The difficult task of regulators and supervisors relates to their search how to fit these new technological solutions into financial and legal framework (FSB, June 2017).

Key technologies making up for fintech world include nowadays inter alia artificial intelligence (AI), machine learning (ML), Internet of things (IoT), Big Data analytics, distributed ledger technology (DLT), smart contracts, cloud computing, cryptography, and biometrics (IMF, 2016). Needless to say that this list is not final and we are constantly having new developments in this respect.

Current wave of financial innovations based on digitalization, Internet, and computer technology presents a number of opportunities, complexities, and challenges (Brummer and Yadav, 2019). Generally speaking, fintech could affect financial systems in four different ways (Toronto Centre, 2017, pp.6–7):

It could increase competition and thus enhance consumer options and provide more space for financial inclusion by introducing new actors into the financial markets and its growing disintermediation. Additionally, it provides alternative lending mechanisms and alternative capital raising opportunities.

It could also increase efficiency of the systems due to infrastructural developments like new payment systems, development of public registries, application of client identification data, development of cashless solutions, enhancement of smart contracts and market platforms, application of telematics, or exploitation of the potential provided by Internet of things.

It could affect efficiency of the financial systems by introducing changes into back-office and front line of traditional financial operators by applying AI, robo advice, and big data analytics capacity.

It creates new investment opportunities for the established financial companies for acquiring fintech companies or sponsoring fintech incubators.

Finally, fintech affects in many ways financial supervision. On one hand, they generate new risks and challenges. It is particularly related to the growth in importance of the cyber security risk exposure and its systemic significance due to increased datafication and Internet-based infrastructure (Brummer and Yadav, 2017). Equally important is the dramatic evolution in the speed of the risk transfer and migration in the financial systems due to growing automation, application of big data, and digitalization. On the other hand, it offers to financial supervision some interesting tools and possibilities. We will deliberate more on these issues in the next paragraph.

Innovations in the supervisory toolbox

Fundamental changes taking place in supervisory paradigm have been accompanied since the recent global financial crisis by the application of many new innovative supervisory tools, frequently described as supervisory instruments. They are supposed to enhance the effectiveness and efficiency of the supervision and to better reflect the new market reality. They are also a pragmatic reflection of the new tasks and powers allocated to the supervisory institutions. Interestingly enough they are not subject so far to comprehensive analysis and empirical evaluations. This is in spite of their frequently very repressive nature and deep influence on the material processes taking place in the financial markets.

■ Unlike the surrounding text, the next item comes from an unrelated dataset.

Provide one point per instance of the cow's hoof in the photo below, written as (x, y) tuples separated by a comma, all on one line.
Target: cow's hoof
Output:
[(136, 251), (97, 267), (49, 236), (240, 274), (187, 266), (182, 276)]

Apart from this strand of impact which reflects the changing supervisory paradigm, supervisors are also experiencing a growing pressure from the technology-enabled financial innovations, both directly, through their impact on the supervisory activities, and indirectly, via changes introduced into the financial markets and their participants.

Let us briefly elaborate on their spectrum. We will focus our special attention on suptech, which are the cornerstone of the new supervisory toolbox, a part from early supervisory powers and prompt corrective measures, macroprudential oversight, and stress tests.

Early supervisory powers have been initially applied in the banking supervision to accelerate the actions against banks where weaknesses have been identified, though no formal breach of law has taken place. Thereafter, this instrument has been applied to other segments of the financial sector, insurance, and securities in particular.

Historically, this instrument was first applied in the United States, already back in 1991, in response to the financial crisis taking place at the end of 1980s in Savings and Loan Associations. This crisis led to the bankruptcy of around one thousand of the said associations out of total over 3200 in existence and resulted in the public bail out costs in the value of over $130 billion. In result, the Congress approved new regulations which effectively reinforced supervision of the banking institutions subject to federal oversight. It included inter alia annual supervisory reviews, auditing, and risk evaluation as well as Prompt Corrective Actions (PCA). Thereafter, this instrument has been popularized by the recommendation of the Basel Committee and became approved since 2014 in the supervisory practice of the EU (World Bank Group, 2017).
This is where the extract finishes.